The gravel section line along the north pasture of Eliza Blue’s sheep and cattle ranch in South Dakota
The gravel section line along the north pasture of Eliza Blue’s sheep and cattle ranch in South Dakota.Photograph: Courtesy Eliza Blue

Adam Matlock Headshot 2021

Hamden, Connecticut

Early in the decade, there were heavy, heavy winters with lasting snowfalls, and since about 2014 we haven’t had winters much like that. There are now more tropical storms with high winds and heavy rainfall, which cause flooding and tree destruction quite frequently during spring and summer. In the three years that my wife and I have owned our home, we’ve seen two tornadoes and hurricanes and tropical storm events easily in the double digits.

– Adam Matlock


Mekdela Maskal

Grass Valley in California

‘What is it to be well in sick times?’

By Mekdela Maskal

In June 2020, I returned to the land that raised my children and the changes made in the land screamed drought and fire danger. I couldn’t submerge my entire body in the stream below the crunch of the leaves beneath my feet.

The season for smoke and flames began in August last, when there was dry lightning. ignited 650 wildfires across northern California overnight. I didn’t have a full day of deep breaths outside until November. Before this, my thoughts were consumed by the idea of home. I felt homesick even though I was at home.

Mekdela Maskal in the stream near her home in 2003
Mekdela Masal at the stream near her house in 2003Photograph: Courtesy Mekdela Maskal

I decided to prepare for this year. Once Dixie was lit in July, I began my fire-ready checklist. Dixie is still not contained and is now the second largest fire in California historyWith almost a million acres of forest burned.

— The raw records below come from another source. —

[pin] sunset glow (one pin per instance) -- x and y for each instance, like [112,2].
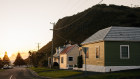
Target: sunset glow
[24,23]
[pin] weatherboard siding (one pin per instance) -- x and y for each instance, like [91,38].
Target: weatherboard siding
[92,60]
[64,64]
[112,54]
[73,53]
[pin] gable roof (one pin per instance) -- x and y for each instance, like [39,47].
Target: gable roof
[115,34]
[66,50]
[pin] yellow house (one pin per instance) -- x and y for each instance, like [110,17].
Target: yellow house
[112,49]
[68,57]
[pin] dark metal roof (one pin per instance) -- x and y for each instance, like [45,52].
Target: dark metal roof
[115,34]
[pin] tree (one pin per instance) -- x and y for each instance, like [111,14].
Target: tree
[19,60]
[80,61]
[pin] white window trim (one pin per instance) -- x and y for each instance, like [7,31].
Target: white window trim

The afternoon of the 4th August was ignited by my nearest fire. I was upstairs at my desk. I looked up at my computer and noticed orange sunlight hitting the floor from the skylight. I checked Twitter for updates, and ran outside to check for myself. It was a new flame, a River fire, eight miles away from my home and burning towards I.

My legs led me down the hill. I stood on a familiar rock and watched the ash fall around my feet. I felt at home. I thought of teacher Dr Bayo Akomolafe’s words: “The times are urgent, let us slow down.” The intensity and proximity of the fires have only increased, so why do I feel lighter amid the grief? What does it mean for you to be well when you are sick?

The fire was contained within one week. My area didn’t move from evacuation warning or mandate. So I stayed home and unloaded the car only a few days after filling up. I realized it wasn’t just the preparation that made this season feel different. I feel connected to the present and not just to the past. I understand that the “change” in climate change includes us as humans. There isn’t necessarily going to be an “end” to this crisis, but many ends, and many beginnings.